Bergman Island is an intentionally ephemeral, frictionless bit of meta-fiction, conceptually justifiable but all the more frustrating for it.


Mia Hansen-Løve’s Bergman Island is, quite literally, an insular film. Set almost entirely on the island of Fårö, where the legendary Swedish filmmaker lived and shot a number of his most celebrated features, it looks at a place that has become a focal point for all things Bergman, playing host to fervent devotees and idle tourists alike. But over its runtime, the film also raises a number of concerns more specific to, well, an artist such as Hansen-Løve: the familiar anxiety of artistic influence, the relationship between art and (family) life, not to mention the pleasures and perils of a creative partnership. The latter inevitably brings to mind the director’s former relationship with Olivier Assayas, who not too long ago directed Non-Fiction (2018), a film that covered similar thematic territory. Indeed, the film’s French title, Double vies, would work pretty well for Bergman Island, too, a film that, over its runtime, presents parallels and doublings aplenty, continually folding in on itself in unexpected, if not always productive ways.

In Bergman Island’s first hour, we mainly follow Chris (Vicky Krieps) and Tony (Tim Roth), a filmmaking couple invited to do a residency on Fårö courtesy of the Bergman Foundation. Both express some admiration for Bergman, but the former’s position is undoubtedly the more complicated one, the director’s real-life cruelty and neglect of family (specifically his nine children) frustrating her desire for “a certain coherence” between life and art. This ambivalence understandably informs much of her stay: Bergman’s presence all but shadows the film’s locations, and the island thus presents Chris with a kind of crisis, a creative confrontation given physical form. This in turn informs the film’s second half, which brings to life a script idea that Chris narrates to Tony, about a young woman, Amy (Mia Wasikowska), who reconnects with a former flame, Joseph (Anders Danielsen Lie), while attending a wedding on Fårö. We return to the Chris–Tony A-story periodically, but the Amy–Joseph B-story is clearly meant to develop the same anxieties in a different context.

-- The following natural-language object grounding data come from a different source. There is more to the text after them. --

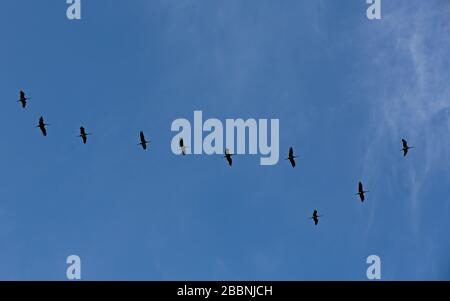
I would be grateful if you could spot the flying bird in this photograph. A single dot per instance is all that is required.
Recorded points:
(228, 157)
(42, 125)
(23, 99)
(182, 147)
(143, 141)
(315, 217)
(405, 147)
(361, 192)
(291, 156)
(83, 134)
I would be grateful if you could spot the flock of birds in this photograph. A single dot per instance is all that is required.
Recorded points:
(23, 99)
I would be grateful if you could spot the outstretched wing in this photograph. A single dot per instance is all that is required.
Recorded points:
(316, 220)
(405, 144)
(292, 161)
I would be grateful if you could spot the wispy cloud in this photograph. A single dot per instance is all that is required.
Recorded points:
(410, 49)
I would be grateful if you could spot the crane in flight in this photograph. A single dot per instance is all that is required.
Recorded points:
(42, 125)
(83, 134)
(361, 192)
(143, 141)
(315, 217)
(228, 156)
(23, 99)
(291, 156)
(405, 147)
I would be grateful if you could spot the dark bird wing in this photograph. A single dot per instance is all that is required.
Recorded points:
(292, 161)
(405, 144)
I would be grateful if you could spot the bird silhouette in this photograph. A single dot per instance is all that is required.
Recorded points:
(315, 217)
(291, 156)
(228, 157)
(42, 125)
(83, 134)
(143, 141)
(361, 192)
(405, 147)
(23, 99)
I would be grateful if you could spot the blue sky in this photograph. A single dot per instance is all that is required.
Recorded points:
(345, 89)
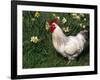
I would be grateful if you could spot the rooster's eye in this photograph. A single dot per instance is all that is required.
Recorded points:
(52, 25)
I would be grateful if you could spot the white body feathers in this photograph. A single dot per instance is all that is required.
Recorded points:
(68, 46)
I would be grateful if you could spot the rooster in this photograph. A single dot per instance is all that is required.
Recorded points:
(67, 46)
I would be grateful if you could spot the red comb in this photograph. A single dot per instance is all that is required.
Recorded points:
(55, 20)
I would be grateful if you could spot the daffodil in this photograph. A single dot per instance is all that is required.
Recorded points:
(64, 20)
(80, 24)
(81, 14)
(37, 14)
(54, 15)
(34, 39)
(58, 17)
(74, 14)
(33, 19)
(77, 17)
(47, 26)
(66, 29)
(83, 26)
(84, 19)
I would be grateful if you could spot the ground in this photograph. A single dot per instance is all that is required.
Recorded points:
(39, 52)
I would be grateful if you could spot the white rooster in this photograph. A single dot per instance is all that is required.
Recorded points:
(67, 46)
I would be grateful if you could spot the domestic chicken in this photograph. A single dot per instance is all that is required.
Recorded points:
(68, 46)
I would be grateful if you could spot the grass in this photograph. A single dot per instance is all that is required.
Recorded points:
(42, 54)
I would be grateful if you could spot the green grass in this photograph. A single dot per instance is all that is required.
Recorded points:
(43, 54)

What Bergman Island offers, ultimately, is a kind of riddle in a mirror: much of its interest lies simply in the opportunity to step into and out of the looking glass, as it were. Trouble is, this canny framework comes at the expense of the behavioral ambiance and conceptual tension that usually animate Hansen-Løve’s work. Her best films, such as All Is Forgiven and Things to Come, present a kind of linear development augmented by a kind of perpendicular perspective. Here, though, the conceit presents something more like two parallel trajectories, which negate rather than reinforce each other. The film is, to be sure, not short on ideas, and it does contain at least one perfect line delivery (Roth’s “Bergman Safari, babe”). But the final impression is of an intentionally ephemeral, frictionless meta-fiction — conceptually justifiable and all the more frustrating for it.